Monday, 16 January 2017

Eat and be merry – but at your own peril?

This piece comes from "The Pilot" in 1978, where Edith Gott seems to have been a prolific contributor of rather nice "filler" pieces. Here is a rather interesting one about food in the 1970s which highlights the lack of seasonality which had already crept in, and also the propensity of food additives. 

Eat and be merry – but at your own peril?
By Edith Gott

The ninety days which have elapsed since January 1 will be remembered, not so much as the winter of our discontent (though this has been around too), as the Winter of the Mercurial Orange.

But Press and Pranksters notwithstanding, an unequivocal lesson can be learnt from the fall and rise of the jaffa. How many of us really know what we are eating? How many read the small print on the labels of processed food? Would we know, if asked, what a small amount of butylated hydroxyanisole does to a biscuit?

(Actually it keeps the shortening sweet - but who's to know that?)

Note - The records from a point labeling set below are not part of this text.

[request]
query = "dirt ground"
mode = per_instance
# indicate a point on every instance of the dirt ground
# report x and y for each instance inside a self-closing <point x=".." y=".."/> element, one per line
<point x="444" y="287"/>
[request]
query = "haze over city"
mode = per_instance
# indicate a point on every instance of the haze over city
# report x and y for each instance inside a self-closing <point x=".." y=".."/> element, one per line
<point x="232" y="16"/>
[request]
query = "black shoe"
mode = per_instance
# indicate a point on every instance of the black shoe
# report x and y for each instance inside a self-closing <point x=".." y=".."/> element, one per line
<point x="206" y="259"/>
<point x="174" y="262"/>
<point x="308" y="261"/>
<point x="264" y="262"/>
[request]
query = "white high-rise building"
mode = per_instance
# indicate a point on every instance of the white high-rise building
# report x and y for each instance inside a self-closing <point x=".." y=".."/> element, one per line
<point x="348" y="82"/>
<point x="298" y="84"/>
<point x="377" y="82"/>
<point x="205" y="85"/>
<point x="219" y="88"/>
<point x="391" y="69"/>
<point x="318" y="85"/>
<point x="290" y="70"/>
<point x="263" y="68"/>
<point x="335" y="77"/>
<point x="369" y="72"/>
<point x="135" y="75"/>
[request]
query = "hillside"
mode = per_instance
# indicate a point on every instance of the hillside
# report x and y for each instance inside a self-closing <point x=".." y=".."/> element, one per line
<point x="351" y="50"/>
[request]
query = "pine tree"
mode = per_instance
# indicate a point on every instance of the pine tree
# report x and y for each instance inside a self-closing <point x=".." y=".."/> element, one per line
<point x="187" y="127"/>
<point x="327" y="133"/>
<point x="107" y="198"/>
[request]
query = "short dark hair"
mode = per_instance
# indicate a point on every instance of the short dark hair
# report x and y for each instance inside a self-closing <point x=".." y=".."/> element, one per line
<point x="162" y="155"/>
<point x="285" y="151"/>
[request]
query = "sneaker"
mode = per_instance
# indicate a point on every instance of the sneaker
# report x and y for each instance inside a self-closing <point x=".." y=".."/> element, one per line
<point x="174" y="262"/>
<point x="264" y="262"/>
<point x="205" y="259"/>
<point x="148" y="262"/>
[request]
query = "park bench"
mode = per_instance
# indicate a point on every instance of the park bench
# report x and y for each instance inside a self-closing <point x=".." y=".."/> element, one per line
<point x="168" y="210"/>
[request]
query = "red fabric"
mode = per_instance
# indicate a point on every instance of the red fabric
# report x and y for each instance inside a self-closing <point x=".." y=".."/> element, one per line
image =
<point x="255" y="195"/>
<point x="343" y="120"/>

With our ever-diminishing farmland and ever-growing population, farmers everywhere must use pesticides, weed killers and chemical fertilizers to keep abreast of the ever-increasing demand for both fresh, and processed, foodstuff.

That some of the suspect ingredients from these chemicals will seep into the root, leaf, ear, and pod of garden plants seems to be inevitable, sooner or later. The prospect of even the ubiquitous wild blackberry being contaminated by insect spray is a favourite target for the scare-monger

Processed food is handled so many times before it reaches the shelves of the supermarkets in its appropriate containers that one marvels at the expediency of preserving  it at all, let alone the possibility of contamination en route.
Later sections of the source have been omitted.